Member Spotlight

This is an installment of our ‘Member Spotlight’ series, in which we feature a CHES Member and share how their area of research and innovation is impacting health professions education. In doing so, we hope to help propagate ideas throughout the community and provide a mechanism by which CHES Members may identify opportunities for collaboration and expertise sharing.

This issue focuses on Dr. Rola Ajjawi.

Dr. Ajjawi is Scientist at CHES and Professor in the Department of Surgery. She sees this role being about developing educational research capabilities and generating new knowledge about medical education practice and research for UBC and the field broadly. More importantly it’s about supporting colleagues new and old in the field to find their niche and what inspires them. Her research is broadly about how to enrich workplace learning.


How did you become involved in Health Professions Education (HPE) research and what drew you to this activity?

By mistake mostly, although I come from a family of educators, my dad was a professor of adult education, my mother and sister are high school teachers, so perhaps it was inevitable. After becoming a physiotherapist, and early in my career, I took up a clinical educator position – facilitating student learning of cardiopulmonary physiotherapy in the medical and surgical wards as well as intensive care. I was interested in the physiology of treatment and preventing comorbidities for patients for best quality of life. But I quickly realised that I didn’t really know much about education or how best to support student learning in the clinical environment.

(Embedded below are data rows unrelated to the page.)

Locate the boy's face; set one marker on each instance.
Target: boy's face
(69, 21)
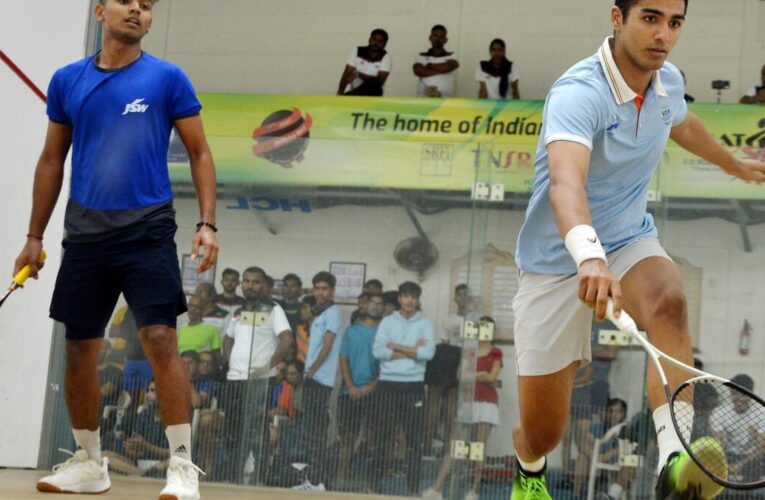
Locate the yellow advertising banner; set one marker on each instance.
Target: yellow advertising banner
(434, 144)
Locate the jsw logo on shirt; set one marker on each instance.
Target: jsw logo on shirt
(136, 107)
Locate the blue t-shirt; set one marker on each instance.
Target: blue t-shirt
(357, 347)
(121, 123)
(329, 320)
(592, 105)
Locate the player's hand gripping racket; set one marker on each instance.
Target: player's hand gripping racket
(726, 421)
(20, 278)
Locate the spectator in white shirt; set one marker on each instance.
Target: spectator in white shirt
(436, 67)
(367, 67)
(497, 77)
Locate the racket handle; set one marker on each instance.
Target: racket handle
(22, 275)
(624, 322)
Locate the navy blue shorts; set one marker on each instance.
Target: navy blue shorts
(140, 261)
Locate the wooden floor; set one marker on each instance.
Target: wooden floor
(17, 484)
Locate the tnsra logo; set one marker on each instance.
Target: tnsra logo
(136, 107)
(740, 139)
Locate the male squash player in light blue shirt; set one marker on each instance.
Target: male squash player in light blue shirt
(587, 234)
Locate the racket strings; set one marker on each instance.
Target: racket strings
(727, 430)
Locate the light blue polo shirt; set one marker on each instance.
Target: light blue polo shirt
(591, 104)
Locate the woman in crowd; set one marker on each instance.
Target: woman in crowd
(497, 77)
(479, 411)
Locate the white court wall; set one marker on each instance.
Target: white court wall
(40, 36)
(300, 46)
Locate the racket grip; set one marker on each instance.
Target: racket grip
(624, 322)
(22, 275)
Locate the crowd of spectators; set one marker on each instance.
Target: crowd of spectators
(368, 67)
(277, 377)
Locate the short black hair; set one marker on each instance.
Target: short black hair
(191, 354)
(374, 282)
(411, 288)
(381, 32)
(744, 381)
(324, 276)
(292, 277)
(626, 5)
(497, 41)
(229, 271)
(255, 270)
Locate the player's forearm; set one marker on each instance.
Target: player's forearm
(345, 368)
(693, 136)
(343, 83)
(49, 176)
(203, 175)
(228, 345)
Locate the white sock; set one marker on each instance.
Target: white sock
(666, 435)
(90, 441)
(615, 491)
(535, 466)
(179, 437)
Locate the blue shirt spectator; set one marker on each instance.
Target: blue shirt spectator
(329, 320)
(416, 331)
(357, 347)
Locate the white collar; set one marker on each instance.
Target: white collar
(619, 88)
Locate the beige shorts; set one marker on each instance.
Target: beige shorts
(552, 326)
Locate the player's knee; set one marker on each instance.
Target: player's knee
(542, 439)
(81, 354)
(670, 306)
(159, 343)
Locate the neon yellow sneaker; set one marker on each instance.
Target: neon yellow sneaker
(530, 487)
(682, 478)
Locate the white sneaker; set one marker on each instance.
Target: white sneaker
(432, 494)
(308, 486)
(182, 480)
(78, 474)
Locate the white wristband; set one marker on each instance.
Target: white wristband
(583, 244)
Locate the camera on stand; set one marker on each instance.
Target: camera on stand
(719, 86)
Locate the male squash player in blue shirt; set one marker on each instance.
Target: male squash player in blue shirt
(587, 234)
(116, 110)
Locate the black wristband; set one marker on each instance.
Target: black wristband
(203, 223)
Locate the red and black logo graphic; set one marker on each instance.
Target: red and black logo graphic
(282, 138)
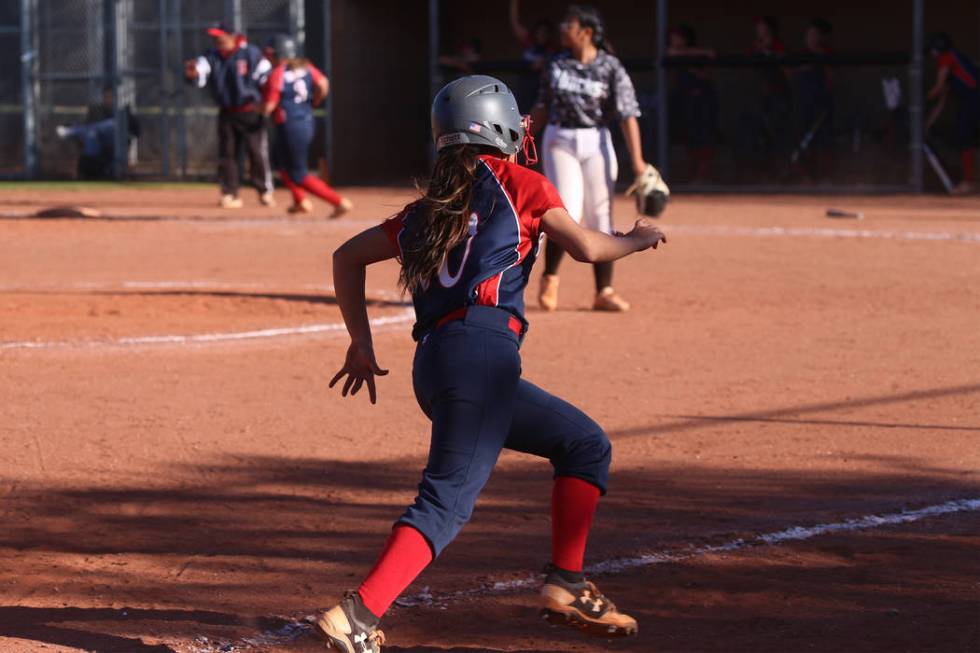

That led to a PhD in health professions education and then my first job in medical education at the University of Sydney.

What was your first research project about?

My first research project was my honours thesis during undergrad – it was a three dimensional biomechanical analysis of the hip, knee and ankle during lateral stepping exercise. I know … numbers right! At that time it took a whole day to synthesize the biomechanics at these joints for one participant. It was cool technology though, right at the start of using the 3 markers on each segment to calculate limb movement. It feels a lifetime ago. It’s probably still the most quantitative study I have ever done! Today I enjoy the freedom and richness that comes with in-depth qualitative research and no spreadsheet in sight.

What have you been exploring in your current scholarship?

My interests are diverse, I’m still dabbling in feedback particularly interested in enabling productive feedback cultures and purposefully decentering the supervisor as the main source of feedback information. Understanding belonging, especially for marginalised students, and the moments that matter to students during their university studies is another thread. And finally, making assessment and digital practices more equitable in and through education.

What is the most important lesson you have learned from doing education research?

It never goes according to plan – and that’s ok. Good research generates more questions. Getting the research question right is fundamental (most of the time). Being open and flexible to emergent ideas, theories, data, participants is important, following where the research leads. Good research takes time, having good people around you whose judgement you trust and who you enjoy working with makes the best research. Ok so that’s more than one lesson!

What HPE research finding or theory has had the greatest impact on your work?

Learning about sociocultural theories when doing my PhD really expanded my perspective on what education could be and do. Understanding the agency / structure debate helped me to appreciate why changing practice is so hard. More recently, engaging with sociomaterial theories and the new materialists has been intellectually fun but finding ways to apply it in the day to day, more challenging.

What would you describe as your most significant contribution to HPE scholarship so far?

Broadening the unit of analysis beyond the individual when thinking about workbased learning, feedback, assessment, etc. I guess my most significant contribution has been asking: what else is going on here?

What do you like to do outside of work?

I like being outdoors (in the sun preferably) with my dog hiking, swimming, kayaking, eating, hanging out with friends. Exploring new places and cultures is always fun. Going to anything live from sport to music to theatre and art. I’m new to Vancouver and Canada – so lots to try including pickleball.